Random Sampling High Dimensional Model Representation Gaussian Process Regression (RS-HDMR-GPR) for representing multidimensional functions with machine-learned lower-dimensional terms allowing insight with a general method
This method provides a general tool for representing multidimensional functions and gaining insight into variable importance, which could benefit researchers working with complex, high-dimensional data across various scientific and financial domains.
This paper introduces RS-HDMR-GPR, a Python implementation for representing multivariate functions using lower-dimensional terms. It aims to recover functional dependencies from sparse data, impute missing values, and prune HDMR terms, demonstrating its capabilities on synthetic functions, molecular potential energy surfaces, kinetic energy densities of materials, and financial market data.

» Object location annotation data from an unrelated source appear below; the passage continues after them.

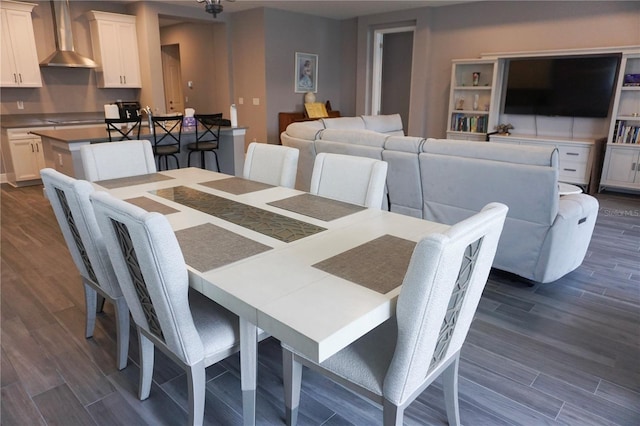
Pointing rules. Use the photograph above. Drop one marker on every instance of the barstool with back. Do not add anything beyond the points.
(207, 137)
(167, 132)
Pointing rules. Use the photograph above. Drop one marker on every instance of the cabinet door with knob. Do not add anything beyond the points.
(19, 58)
(28, 158)
(115, 47)
(623, 167)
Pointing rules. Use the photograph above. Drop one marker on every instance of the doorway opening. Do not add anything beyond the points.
(172, 78)
(392, 64)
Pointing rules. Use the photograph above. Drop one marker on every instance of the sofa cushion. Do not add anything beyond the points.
(538, 156)
(348, 123)
(357, 137)
(390, 124)
(410, 144)
(305, 129)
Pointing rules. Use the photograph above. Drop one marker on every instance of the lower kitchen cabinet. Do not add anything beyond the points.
(23, 156)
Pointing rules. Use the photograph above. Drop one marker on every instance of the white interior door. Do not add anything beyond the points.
(392, 80)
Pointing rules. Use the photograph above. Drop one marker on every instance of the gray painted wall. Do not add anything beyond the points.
(261, 45)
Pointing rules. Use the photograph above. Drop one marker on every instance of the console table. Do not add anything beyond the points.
(286, 118)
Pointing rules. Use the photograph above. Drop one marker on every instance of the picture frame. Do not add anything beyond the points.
(306, 72)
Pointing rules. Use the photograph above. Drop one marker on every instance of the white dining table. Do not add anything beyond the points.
(288, 288)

We present a Python implementation for RS-HDMR-GPR (Random Sampling High Dimensional Model Representation Gaussian Process Regression). The method builds representations of multivariate functions with lower-dimensional terms, either as an expansion over orders of coupling or using terms of only a given dimensionality. This facilitates, in particular, recovering functional dependence from sparse data. The code also allows for imputation of missing values of the variables and for a significant pruning of the useful number of HDMR terms. The code can also be used for estimating relative importance of different combinations of input variables, thereby adding an element of insight to a general machine learning method. The capabilities of this regression tool are demonstrated on test cases involving synthetic analytic functions, the potential energy surface of the water molecule, kinetic energy densities of materials (crystalline magnesium, aluminum, and silicon), and financial market data.